There's very few "party line" moments for the Democrats. The definition of "liberalism" and the humanism it's based on is that everyone has the right to be heard, as well as all the other rights guaranteed by the Constitution, especially the Bill of Rights, as well as inherent in being human, at least from a humanist perspective (like the right to healthcare even if you're poor).
But there must be a lot of poets and advertising copy writers who are "liberals" and Democrats and to the left of the rightwing, so why aren't they being used to frame arguments and label positions and talking points. When the rightwing Republicans renamed what had for decades been called "the estate tax" into "the death tax"—they started winning the argument against it, because people who would never get anywhere near enough millions to qualify for that tax somehow thought they're few possessions or small savings or home or whatever would be taxed upon their death, even though for the vast majority of us, that'll never happen.
Smart move. But what do the Democrats come up with, things like "public option" or calling themselves "progressives" or calling the stimulus package the "recovery act" or whatever. They should have called it the "repair the Republican destruction of our economy act"! And they should call the tax suggested on the wealthiest to pay for healthcare the "fat cat tax" or something like that.
I remember when I was a young jazz musician, the music we played (or tried to) was called "progressive jazz"—anyone remember that? Before that came "bebop" and after it "free jazz"—two monikers I bet more people remember. "Progressive" is so abstract that it's almost impossible to grasp with the mind in any imaginative way—there's no imagery in it or lyricism, it almost sounds like "gradual" or like something you might hope for even if you can't define it.

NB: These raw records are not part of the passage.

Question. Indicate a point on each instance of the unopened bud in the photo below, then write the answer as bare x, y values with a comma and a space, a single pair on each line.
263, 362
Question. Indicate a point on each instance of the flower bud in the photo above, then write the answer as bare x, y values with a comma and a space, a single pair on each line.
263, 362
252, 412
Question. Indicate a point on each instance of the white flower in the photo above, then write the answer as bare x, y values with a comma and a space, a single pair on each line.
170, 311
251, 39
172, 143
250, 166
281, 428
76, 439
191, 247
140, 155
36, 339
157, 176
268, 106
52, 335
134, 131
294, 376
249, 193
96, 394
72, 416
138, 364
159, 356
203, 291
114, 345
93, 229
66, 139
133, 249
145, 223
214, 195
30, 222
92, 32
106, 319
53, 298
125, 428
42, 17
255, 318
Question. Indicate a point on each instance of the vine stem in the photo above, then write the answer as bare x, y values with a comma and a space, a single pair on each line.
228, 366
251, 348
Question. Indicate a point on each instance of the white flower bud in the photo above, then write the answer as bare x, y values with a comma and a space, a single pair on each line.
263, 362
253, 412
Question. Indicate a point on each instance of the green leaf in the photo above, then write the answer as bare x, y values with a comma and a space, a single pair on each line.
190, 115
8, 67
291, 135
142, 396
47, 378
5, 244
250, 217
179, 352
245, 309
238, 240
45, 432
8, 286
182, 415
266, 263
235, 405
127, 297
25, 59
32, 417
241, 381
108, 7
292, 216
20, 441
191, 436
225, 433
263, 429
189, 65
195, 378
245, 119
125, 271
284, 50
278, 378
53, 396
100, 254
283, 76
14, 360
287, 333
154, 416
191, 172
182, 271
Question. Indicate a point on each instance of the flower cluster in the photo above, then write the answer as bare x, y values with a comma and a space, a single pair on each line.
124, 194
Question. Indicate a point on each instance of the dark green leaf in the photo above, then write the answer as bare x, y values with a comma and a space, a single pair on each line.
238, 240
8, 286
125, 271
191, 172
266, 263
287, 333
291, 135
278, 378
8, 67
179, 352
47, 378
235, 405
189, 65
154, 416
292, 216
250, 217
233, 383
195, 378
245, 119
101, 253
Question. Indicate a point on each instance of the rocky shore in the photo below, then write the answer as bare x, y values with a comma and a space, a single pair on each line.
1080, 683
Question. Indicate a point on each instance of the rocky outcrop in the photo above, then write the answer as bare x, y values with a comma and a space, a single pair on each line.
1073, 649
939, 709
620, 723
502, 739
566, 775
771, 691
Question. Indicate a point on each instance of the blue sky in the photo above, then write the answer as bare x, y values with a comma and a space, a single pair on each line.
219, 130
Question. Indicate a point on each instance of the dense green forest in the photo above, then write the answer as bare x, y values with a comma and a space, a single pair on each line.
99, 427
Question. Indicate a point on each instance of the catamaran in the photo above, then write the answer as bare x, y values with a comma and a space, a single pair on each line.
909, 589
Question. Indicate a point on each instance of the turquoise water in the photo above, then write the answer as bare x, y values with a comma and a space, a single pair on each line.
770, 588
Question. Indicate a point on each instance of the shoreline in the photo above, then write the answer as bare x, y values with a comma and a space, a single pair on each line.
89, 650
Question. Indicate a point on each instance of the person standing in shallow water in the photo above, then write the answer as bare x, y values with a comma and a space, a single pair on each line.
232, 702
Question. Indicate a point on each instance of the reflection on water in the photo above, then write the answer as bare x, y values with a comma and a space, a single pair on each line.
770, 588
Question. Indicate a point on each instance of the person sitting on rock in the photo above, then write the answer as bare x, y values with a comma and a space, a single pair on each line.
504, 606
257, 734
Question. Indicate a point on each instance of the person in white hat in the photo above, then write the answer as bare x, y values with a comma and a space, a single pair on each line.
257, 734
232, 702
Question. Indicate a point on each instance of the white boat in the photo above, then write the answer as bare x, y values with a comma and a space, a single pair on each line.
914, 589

Airy. Artsy. Lame. Unlike "blue dogs" which at least resonates in the mind and creates a sense of something real, something maybe pugnacious, something common and usually beloved (the dog part at least). They should call the public option the "fair share" option or the "screw the insurance companies" option. Okay, maybe a little extreme, but that's the problem, there is nothing too extreme for the right, as we've seen in the Town Hall meetings and elsewhere.
Obama was a pretty good word man during the campaign, but he seems to have retreated into academic wonky explanations for the most part, with dollops of regular guy cliches like "we don't want to pull the plug on grandma"—ugh. He should be repeating over and over again the story of his own mother's death and how that made him a crusader for the right to healthcare for everyone, rich and poor, like he is now and once was, white and black, like he is, or his mother and father were, etc.
He should have stood up and articulated what most of us are feeling right now, that somehow even though we voted for a Democratic president and a Democratic Congress to overturn the destructive policies of the last eight years, the media and too often Democrats themselves, are still busy behaving like they have to placate a handful of rightwing Republicans by compromising their principles into mush.
And he and the Democrats should be calling the rightwing Republicans what they are, lying traitors who are hellbent on destroying the democratic process in this country when it goes against them.